# An alle Angelvereine



## Anglerboard-Team (22. März 2002)

Angelvereine sind das Rückrat der Angler in der BRD. Daher bieten wir allen Angelvereinen die Möglichkeit, sich kostenlos in unsere Listen einzutragen. 

Falls eine Homepage vorhanden ist, kann diese auch kostenlos verlinkt werden. 

Wobei wir uns darüber freuen würden, wenn Sie auf Ihren Seiten im Gegenzug auf Anglerboard.de als der unabhängigen, deutschsprachigen Seite für Angler im Internet hinweisen würden.

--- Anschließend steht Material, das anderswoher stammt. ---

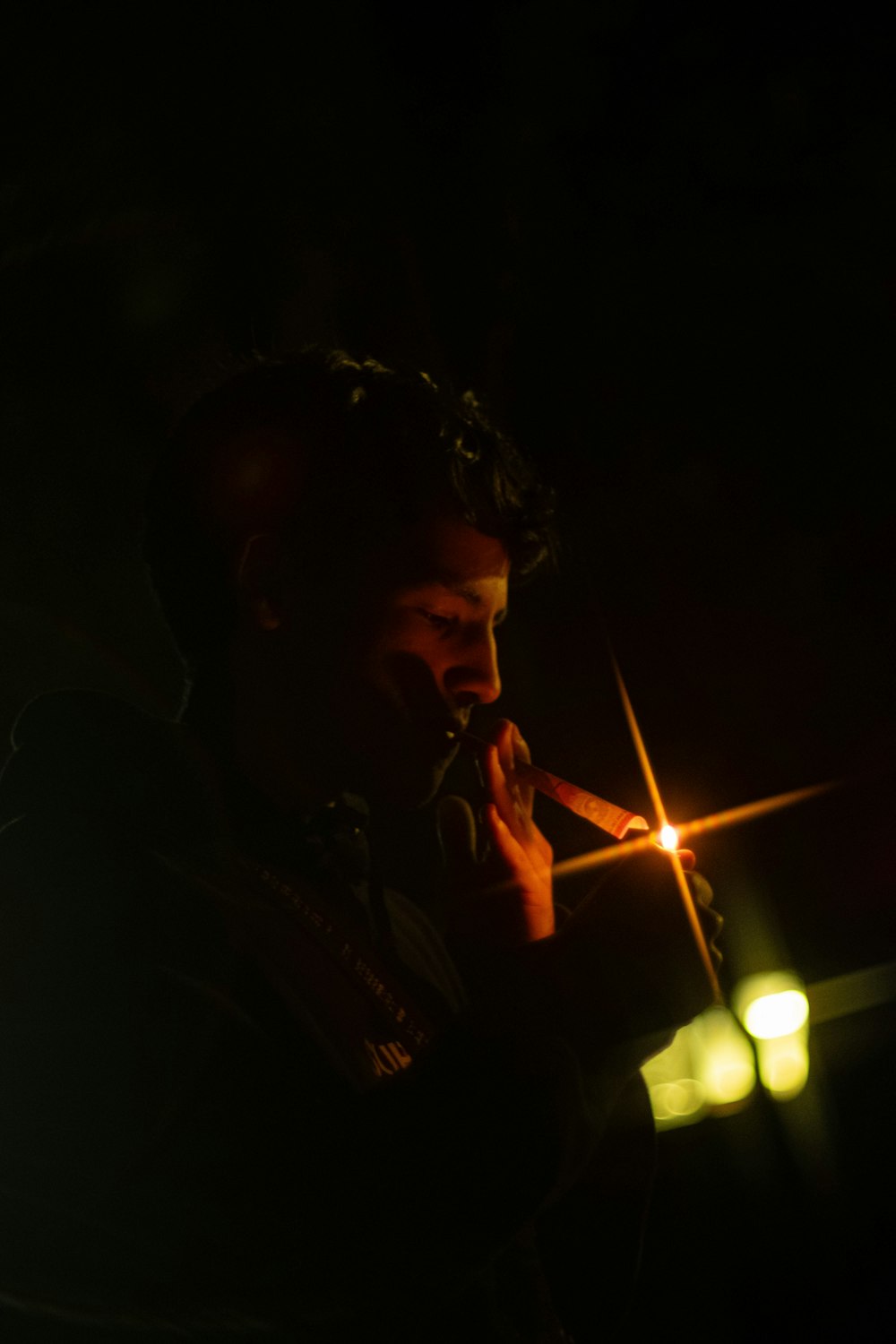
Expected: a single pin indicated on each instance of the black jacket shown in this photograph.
(190, 1142)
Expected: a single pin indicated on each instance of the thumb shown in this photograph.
(455, 828)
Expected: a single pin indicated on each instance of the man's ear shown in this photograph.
(261, 581)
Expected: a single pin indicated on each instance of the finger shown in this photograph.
(504, 795)
(700, 889)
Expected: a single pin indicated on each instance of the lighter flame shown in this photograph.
(669, 838)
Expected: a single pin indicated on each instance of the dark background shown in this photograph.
(659, 241)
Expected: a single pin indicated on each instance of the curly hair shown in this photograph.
(317, 446)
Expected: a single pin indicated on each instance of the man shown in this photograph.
(254, 1093)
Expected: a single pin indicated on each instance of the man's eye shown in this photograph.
(438, 623)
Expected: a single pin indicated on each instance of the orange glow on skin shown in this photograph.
(684, 890)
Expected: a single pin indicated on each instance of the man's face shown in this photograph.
(424, 658)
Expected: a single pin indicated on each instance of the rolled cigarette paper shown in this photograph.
(600, 814)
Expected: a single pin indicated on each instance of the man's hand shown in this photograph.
(500, 892)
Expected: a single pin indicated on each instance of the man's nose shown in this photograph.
(474, 677)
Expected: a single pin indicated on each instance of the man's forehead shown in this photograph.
(454, 554)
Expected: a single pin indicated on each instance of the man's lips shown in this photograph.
(443, 736)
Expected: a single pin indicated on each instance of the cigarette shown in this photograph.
(600, 814)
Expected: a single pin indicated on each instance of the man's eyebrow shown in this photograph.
(471, 597)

Bei Interesse Kontakt unter:

webmaster@anglerboard.de


----------



## ollidi (23. März 2002)

Find ich prima.

Sobald ich die Homepage fertig habe, melde ich mich.


----------



## Meeresangler_Schwerin (23. März 2002)

Hi hi hi ich hab meinen schon drin.


----------



## ollidi (23. März 2002)

Ich komme spät, aber ich komme. :q


----------



## Kuddl62 (24. März 2002)

Ich spreche mal mit Bernd unserem Gewässerwart, der pflegt die Homepage unseres Vereins. Ne gute Idee.
Unsere Gewässer sind unweit vom Nordseestrand. 
Wer aber schon mal schauen möchte und sich vielleicht in unser Gästebuch eintragen möchte dann bitte hier  klicken.


----------



## Bellyman (24. März 2002)

Hab das Angebot mal unserem Vorsitzenden gemailt,mal sehen
was der Vorstand dazu sagt, ich fände es gut!!
www.farioev.de 
Bellyman


----------



## buggs (8. April 2002)

Habe eben unseren Verein angemeldet.


----------



## Altrheinskipper (23. Oktober 2003)

*Vereinseintragung*

Hallo werde unseren Vorstand auch verständigen.

Gruß Altrheinskipper


----------